Aus den zuvor genannten Gründen ist somit weder eine der genannten Druckschriften D1 bis D3 per se, noch eine Kombination dieser Druckschriften geeignet das im geltenden Anspruch 1 beschriebene Verfahren in das Blickfeld des Fachmanns zu rücken.
Das Verfahren zur Erzeugung eines Braunkohlenkoksstaubes des geltenden Anspruchs 1 vom 1. September 2016 weist folglich alle Kriterien der Patentfähigkeit auf. Der Anspruch ist daher gewährbar.
1.8 Mit dem geltenden Anspruch 1 sind auch die besondere Ausführungsformen des anmeldungsgemäßen Verfahrens betreffenden Patentansprüche 2 bis 5 gewährbar.

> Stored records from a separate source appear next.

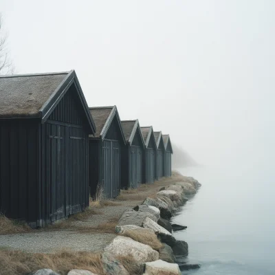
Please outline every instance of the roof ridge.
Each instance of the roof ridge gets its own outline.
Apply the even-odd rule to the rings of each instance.
[[[116,105],[113,106],[100,106],[98,107],[89,107],[90,110],[94,110],[96,109],[113,109]]]
[[[72,70],[67,72],[40,73],[40,74],[6,74],[6,75],[0,75],[0,78],[4,78],[28,77],[28,76],[56,76],[58,74],[68,74],[72,71]]]

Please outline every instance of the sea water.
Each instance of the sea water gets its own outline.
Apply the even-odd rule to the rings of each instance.
[[[172,221],[187,241],[183,274],[275,274],[275,173],[270,167],[206,166],[177,169],[202,186]]]

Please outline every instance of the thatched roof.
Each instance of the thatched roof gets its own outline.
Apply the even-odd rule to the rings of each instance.
[[[69,72],[0,76],[0,118],[38,118]]]
[[[114,107],[115,106],[108,106],[89,108],[96,124],[96,132],[94,134],[95,138],[99,138],[100,136],[103,127]]]
[[[140,130],[142,133],[143,139],[144,140],[144,142],[146,142],[147,140],[148,135],[151,130],[151,126],[146,126],[146,127],[140,127]]]
[[[122,120],[121,126],[122,126],[123,133],[124,134],[125,140],[129,142],[131,134],[133,132],[133,127],[136,122],[135,120]]]

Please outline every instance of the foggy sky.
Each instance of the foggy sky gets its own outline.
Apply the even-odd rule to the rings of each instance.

Da im antragsgemäßen Sinn zu entscheiden war, konnte dieser Beschluss im schriftlichen Verfahren ergehen.
III.
Rechtsmittel
{ABSCHNITT:} Gegen diesen Beschluss steht den Verfahrensbeteiligten das Rechtsmittel der Rechtsbeschwerde zu. Da der Senat die Rechtsbeschwerde nicht zugelassen hat, ist sie nur statthaft, wenn gerügt wird, dass
1. das beschließende Gericht nicht vorschriftsmäßig besetzt war, 2. bei dem Beschluss ein Richter mitgewirkt hat, der von der Ausübung des Richteramtes kraft Gesetzes ausgeschlossen oder wegen Besorgnis der Befangenheit mit Erfolg abgelehnt war, 3. einem Beteiligten das rechtliche Gehör versagt war, 4. ein Beteiligter im Verfahren nicht nach Vorschrift des Gesetzes vertreten war, sofern er nicht der Führung des Verfahrens ausdrücklich oder stillschweigend zugestimmt hat,
5. der Beschluss aufgrund einer mündlichen Verhandlung ergangen ist, bei der die Vorschriften über die Öffentlichkeit des Verfahrens verletzt worden sind, oder 6. der Beschluss nicht mit Gründen versehen ist.
Die Rechtsbeschwerde muss innerhalb eines Monats nach Zustellung des Beschlusses von einer beim Bundesgerichtshof zugelassenen Rechtsanwältin oder von einem beim Bundesgerichtshof zugelassenen Rechtsanwalt beim Bundesgerichtshof, Herrenstraße 45a, 76133 Karlsruhe, eingereicht werden.